Tire o cansaço dos olhos, ruja pra vida, se atrase pro compromisso, corre pro ponto de ônibus, se apaixone no terminal pelo cara de cabelos bagunçados, calça jeans surrada e barba por fazer. Aprenda palavrão, em alemão ou em inglês, coisa que já domina no português. Almoce sem vontade, engula a comida que desce sem gosto, tão pesada quanto a ressaca que lhe dói a cabeça. Tire a poeira da vitrola, bota um disco pra tocar, fume um cigarro enquanto escuta o lado A, sofra de abstinência enquanto arranha o lado B. Penteie o cabelo, só pra desembaraçar e desfaça os nós da tua garganta,  beba whisky pra descer. Ignore quem te quer, escreva uma carta pra quem te ilude, corre a língua no papel pra colar, mas não cola, que nem a vida que levas com a que queria levar.

sofá xadrez

"Deixa eu me debruçar em você no sofá enquanto passa algo na tv
me impeça de levantar nem que seja pra buscar alguma coisa pra beber
meu rosto encaixa certinho entre seu ombro e o pescoço, é sinal de que combino contigo
me encolho, me embrulho em você, e sua barba me espeta, mas eu não ligo
todo esse amor clichê faz a gente adormecer e esquecer de desligar a tv
eu posso dormir uma vida inteira e quem vai pagar a conta de luz é você"

Lívia

"Lívia era sozinha, mas gostava das coisas assim. Morava com a solidão na Visconde de Pirajá e era feliz. Um belo dia, ao comprar frutas como sempre fazia no mercado em baixo de seu prédio, Lívia conheceu o amor. Ela nunca esteve perto de um, sequer tinha ouvido falar. Seus olhos brilharam quando o amor se aproximou e tocou-lhe a mão, oferecendo a bandeja com as mais bonitas maçãs do mercado. O amor não falava nada, mas Lívia entendia tudo. A solidão, sentindo-se traída, apareceu de súbito e a puxou pelo braço, fazendo-a correr para o lance de escadas até o décimo primeiro andar e trancar-se em seu apartamento, apenas com a solidão.
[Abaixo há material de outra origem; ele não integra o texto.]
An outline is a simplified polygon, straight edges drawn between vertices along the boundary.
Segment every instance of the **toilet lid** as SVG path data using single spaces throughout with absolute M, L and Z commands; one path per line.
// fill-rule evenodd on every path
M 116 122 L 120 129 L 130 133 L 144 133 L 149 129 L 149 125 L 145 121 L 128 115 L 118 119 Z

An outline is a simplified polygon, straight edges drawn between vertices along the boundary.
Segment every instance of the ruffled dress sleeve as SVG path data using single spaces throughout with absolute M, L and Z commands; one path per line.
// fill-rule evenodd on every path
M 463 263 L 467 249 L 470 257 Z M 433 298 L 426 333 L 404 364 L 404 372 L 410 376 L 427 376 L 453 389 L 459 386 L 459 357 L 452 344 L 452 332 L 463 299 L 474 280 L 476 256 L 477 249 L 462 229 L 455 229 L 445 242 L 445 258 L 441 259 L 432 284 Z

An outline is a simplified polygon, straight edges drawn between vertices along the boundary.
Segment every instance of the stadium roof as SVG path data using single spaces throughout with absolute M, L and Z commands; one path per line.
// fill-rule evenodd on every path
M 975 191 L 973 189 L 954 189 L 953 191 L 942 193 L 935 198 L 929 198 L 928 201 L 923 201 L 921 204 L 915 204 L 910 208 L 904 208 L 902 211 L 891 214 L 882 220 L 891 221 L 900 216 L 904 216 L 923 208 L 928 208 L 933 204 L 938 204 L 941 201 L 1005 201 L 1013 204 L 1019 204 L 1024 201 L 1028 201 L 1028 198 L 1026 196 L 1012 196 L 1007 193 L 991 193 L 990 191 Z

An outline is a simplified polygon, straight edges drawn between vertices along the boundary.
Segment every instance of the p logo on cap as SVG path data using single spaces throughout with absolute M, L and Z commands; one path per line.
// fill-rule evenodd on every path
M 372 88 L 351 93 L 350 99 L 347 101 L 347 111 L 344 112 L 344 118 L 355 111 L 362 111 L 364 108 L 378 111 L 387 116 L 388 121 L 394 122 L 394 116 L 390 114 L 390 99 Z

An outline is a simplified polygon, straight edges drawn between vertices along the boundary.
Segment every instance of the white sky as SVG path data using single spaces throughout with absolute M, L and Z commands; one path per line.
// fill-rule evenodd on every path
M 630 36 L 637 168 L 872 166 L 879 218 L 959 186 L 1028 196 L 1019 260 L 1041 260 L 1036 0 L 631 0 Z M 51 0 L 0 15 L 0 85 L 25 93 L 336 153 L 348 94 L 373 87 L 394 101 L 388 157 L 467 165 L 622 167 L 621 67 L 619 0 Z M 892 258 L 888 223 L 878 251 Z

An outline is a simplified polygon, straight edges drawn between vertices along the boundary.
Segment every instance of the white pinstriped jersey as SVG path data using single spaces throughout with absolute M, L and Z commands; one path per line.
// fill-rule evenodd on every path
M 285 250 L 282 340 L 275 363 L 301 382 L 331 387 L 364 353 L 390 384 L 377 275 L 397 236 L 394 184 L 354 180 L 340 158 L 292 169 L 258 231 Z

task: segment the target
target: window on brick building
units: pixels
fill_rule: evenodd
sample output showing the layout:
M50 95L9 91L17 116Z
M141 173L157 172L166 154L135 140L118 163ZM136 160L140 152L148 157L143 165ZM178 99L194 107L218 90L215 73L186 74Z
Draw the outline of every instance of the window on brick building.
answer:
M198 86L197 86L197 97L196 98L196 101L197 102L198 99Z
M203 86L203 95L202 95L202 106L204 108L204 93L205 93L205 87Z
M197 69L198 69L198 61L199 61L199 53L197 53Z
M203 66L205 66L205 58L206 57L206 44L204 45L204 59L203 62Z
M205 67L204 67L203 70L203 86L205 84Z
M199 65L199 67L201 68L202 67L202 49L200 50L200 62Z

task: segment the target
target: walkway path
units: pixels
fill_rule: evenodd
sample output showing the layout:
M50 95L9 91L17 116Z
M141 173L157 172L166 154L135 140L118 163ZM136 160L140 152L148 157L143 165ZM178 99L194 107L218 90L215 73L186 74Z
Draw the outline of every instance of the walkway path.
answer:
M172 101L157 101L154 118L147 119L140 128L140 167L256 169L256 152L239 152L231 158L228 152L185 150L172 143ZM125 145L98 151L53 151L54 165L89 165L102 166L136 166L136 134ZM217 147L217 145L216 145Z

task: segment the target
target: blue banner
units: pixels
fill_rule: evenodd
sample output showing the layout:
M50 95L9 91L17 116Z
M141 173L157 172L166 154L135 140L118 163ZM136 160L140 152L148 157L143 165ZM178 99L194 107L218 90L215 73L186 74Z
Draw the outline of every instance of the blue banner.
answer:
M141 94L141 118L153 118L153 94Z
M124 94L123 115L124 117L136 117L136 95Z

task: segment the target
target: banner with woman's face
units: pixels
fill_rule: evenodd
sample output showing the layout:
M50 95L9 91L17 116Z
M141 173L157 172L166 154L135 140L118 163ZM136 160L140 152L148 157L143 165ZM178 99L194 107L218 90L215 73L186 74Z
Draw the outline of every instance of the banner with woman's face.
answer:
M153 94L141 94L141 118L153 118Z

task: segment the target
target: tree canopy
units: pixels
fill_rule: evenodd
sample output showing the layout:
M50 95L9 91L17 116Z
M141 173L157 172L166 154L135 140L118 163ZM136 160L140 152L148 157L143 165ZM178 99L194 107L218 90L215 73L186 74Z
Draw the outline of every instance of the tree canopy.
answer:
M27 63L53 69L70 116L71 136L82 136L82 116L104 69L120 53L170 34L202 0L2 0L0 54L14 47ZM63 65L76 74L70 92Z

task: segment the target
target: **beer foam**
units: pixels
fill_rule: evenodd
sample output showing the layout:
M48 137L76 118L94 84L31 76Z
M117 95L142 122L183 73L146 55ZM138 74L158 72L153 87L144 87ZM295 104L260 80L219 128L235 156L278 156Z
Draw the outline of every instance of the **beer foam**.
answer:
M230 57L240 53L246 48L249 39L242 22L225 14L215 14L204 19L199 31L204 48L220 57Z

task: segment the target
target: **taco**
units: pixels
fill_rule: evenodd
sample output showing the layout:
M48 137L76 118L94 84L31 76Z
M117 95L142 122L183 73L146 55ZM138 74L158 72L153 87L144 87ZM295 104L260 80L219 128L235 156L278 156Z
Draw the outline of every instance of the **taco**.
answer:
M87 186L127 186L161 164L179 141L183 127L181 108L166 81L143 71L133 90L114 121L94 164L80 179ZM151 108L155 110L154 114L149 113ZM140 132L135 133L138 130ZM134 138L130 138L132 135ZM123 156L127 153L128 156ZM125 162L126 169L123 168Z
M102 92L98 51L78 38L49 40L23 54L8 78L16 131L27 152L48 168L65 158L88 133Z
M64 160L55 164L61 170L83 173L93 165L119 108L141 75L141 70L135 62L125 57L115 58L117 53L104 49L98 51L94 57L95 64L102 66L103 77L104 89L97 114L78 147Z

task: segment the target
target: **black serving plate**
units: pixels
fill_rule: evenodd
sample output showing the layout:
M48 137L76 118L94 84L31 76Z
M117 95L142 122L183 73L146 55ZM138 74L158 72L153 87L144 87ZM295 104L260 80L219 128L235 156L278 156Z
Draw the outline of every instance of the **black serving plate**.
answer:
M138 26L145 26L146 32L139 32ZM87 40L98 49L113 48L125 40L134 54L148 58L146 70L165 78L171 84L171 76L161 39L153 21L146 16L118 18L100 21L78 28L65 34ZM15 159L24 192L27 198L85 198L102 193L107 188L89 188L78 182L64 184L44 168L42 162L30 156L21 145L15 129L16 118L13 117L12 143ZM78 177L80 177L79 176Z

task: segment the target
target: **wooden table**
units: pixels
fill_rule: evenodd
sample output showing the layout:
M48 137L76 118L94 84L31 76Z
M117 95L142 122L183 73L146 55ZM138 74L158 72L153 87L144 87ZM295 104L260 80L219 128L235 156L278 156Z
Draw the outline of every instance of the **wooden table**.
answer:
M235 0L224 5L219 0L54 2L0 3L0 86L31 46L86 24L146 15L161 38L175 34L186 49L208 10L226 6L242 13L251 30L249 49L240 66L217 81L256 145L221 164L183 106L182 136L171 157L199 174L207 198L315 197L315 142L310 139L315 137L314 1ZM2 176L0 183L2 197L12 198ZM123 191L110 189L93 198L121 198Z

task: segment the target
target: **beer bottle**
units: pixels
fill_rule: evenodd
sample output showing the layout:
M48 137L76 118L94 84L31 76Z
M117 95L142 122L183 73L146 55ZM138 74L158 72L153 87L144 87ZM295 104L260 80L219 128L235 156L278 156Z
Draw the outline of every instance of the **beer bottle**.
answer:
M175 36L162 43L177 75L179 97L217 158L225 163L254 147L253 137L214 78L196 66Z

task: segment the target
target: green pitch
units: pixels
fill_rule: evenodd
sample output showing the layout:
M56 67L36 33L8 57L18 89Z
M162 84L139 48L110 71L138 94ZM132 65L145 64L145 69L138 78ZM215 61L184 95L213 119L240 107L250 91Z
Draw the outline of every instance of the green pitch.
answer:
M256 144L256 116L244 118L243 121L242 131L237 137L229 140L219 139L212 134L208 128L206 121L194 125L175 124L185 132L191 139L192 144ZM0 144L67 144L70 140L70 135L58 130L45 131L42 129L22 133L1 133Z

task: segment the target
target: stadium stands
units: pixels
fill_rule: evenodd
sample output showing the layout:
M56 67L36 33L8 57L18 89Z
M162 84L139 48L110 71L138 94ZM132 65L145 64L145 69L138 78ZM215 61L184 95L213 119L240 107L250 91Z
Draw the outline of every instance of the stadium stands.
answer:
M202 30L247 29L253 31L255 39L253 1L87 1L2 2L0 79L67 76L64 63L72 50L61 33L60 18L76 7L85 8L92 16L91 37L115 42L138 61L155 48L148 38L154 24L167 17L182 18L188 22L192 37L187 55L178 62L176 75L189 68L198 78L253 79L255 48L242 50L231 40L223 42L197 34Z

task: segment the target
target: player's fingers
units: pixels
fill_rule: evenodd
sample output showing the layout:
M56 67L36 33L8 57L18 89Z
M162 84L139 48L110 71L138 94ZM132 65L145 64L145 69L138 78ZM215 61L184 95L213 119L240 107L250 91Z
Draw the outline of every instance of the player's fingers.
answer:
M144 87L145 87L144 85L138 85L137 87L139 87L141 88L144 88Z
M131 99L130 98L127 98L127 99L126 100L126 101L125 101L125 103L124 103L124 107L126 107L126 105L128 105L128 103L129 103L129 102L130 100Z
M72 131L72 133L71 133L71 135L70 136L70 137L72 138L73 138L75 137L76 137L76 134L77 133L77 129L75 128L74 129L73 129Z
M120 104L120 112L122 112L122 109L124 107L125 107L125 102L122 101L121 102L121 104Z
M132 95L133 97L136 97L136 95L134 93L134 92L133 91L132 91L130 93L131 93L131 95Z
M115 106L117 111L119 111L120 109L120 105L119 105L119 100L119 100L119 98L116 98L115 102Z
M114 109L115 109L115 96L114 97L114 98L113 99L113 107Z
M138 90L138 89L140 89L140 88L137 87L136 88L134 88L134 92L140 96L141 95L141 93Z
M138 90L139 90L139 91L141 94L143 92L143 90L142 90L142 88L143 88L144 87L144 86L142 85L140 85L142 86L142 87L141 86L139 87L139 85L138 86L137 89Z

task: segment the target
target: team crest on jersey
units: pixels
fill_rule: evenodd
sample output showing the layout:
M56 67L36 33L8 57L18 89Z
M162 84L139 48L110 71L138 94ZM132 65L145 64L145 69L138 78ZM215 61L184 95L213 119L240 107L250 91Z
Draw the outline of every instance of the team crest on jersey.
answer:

Lívia prote
stou, e a solidão tentou consola-la oferecendo-lhe café, um cigarro e a programação de sábado da tv aberta. A menina cedeu, repousando os pés sobre a mesinha de centro da sala minúscula, mas aconchegante. Lívia sonhou com o amor naquela noite e em muitas outras. Um belo dia, ao descer para o mercado e comprar suas maçãs e chás, como de costume, Lívia reencontrou o amor. O mesmo deu de ombros, e seguiu em frente com sua nova companhia, e assim, Lívia, cabisbaixa, subiu até o décimo primeiro andar, acendeu um cigarro, preparou seu café e repousou os pés na mesinha de centro assistindo á programação de sábado, acompanhada da solidão."